Les entreprises en démarrage financées par du capital de risque doivent être axées sur la croissance à tout prix. Le besoin de l’entreprise de justifier la valorisation que lui confère l’injection de capital de risque, la force à rechercher constamment une croissance rapide, jusqu’à l’obtention d’un des jalons de sortie suivants : a) un appel public à l’épargne, b) la vente ou c) la faillite de l’entreprise. Cette mentalité de croissance à tout prix fait en sorte que le développement de l’entreprise n’est pas axé sur sa pérennité, mais exclusivement sur la façon de générer le meilleur rendement possible pour l’investisseur en capital de risque et sur la recherche de la prochaine source de financement pour demeurer en activité. Les entreprises en démarrage ainsi financées risquent de se retrouver dans une situation où, après avoir dépensé des millions pour favoriser leur croissance (au moyen d’embauches, en achetant ou louant des locaux, en augmentant le budget de marketing et de publicité), elles atteignent un plateau et ne parviennent plus alors à obtenir de financement. Sans nouveau capital, il est impossible pour ces entreprises de maintenir l’infrastructure qu’elles ont mise en place et tout s’écroule comme un château de cartes.
Pour la majorité des entreprises en démarrage : croissance lente + exponentielle > croissance rapide + linéaire.
Pour de nombreuses entreprises en démarrage, la boucle de rétroaction que constituent « le lancement et l’apprentissage » est essentielle.
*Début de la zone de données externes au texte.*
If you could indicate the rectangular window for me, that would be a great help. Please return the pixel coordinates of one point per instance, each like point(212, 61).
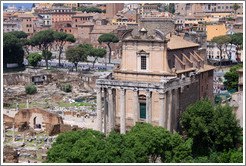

Lorsque la croissance à tout prix est la seule mesure qui prévaut, les fondateurs ne tiennent pas compte des commentaires de leurs clients, ce qui se solde inévitablement par un fort roulement de clientèle. Durant ma courte expérience en tant que fondateur, j’ai rapidement appris que les entreprises en démarrage, particulièrement dans le secteur des biens de consommation emballés, doivent afficher une croissance plus lente afin d’évaluer l’adoption de leur produit sur le marché, la fréquence des commandes et les cycles de demande de leurs produits avant de réinvestir pour pouvoir traiter des commandes plus importantes, diversifier leurs canaux de vente et les régions où elles sont présentes, et concevoir de nouveaux produits. Si mon entreprise avait été financée par du capital de risque, nous n’aurions pas pu consacrer de temps pour chercher à savoir ce que nos clients pensent (et tirer les leçons de nos propres erreurs).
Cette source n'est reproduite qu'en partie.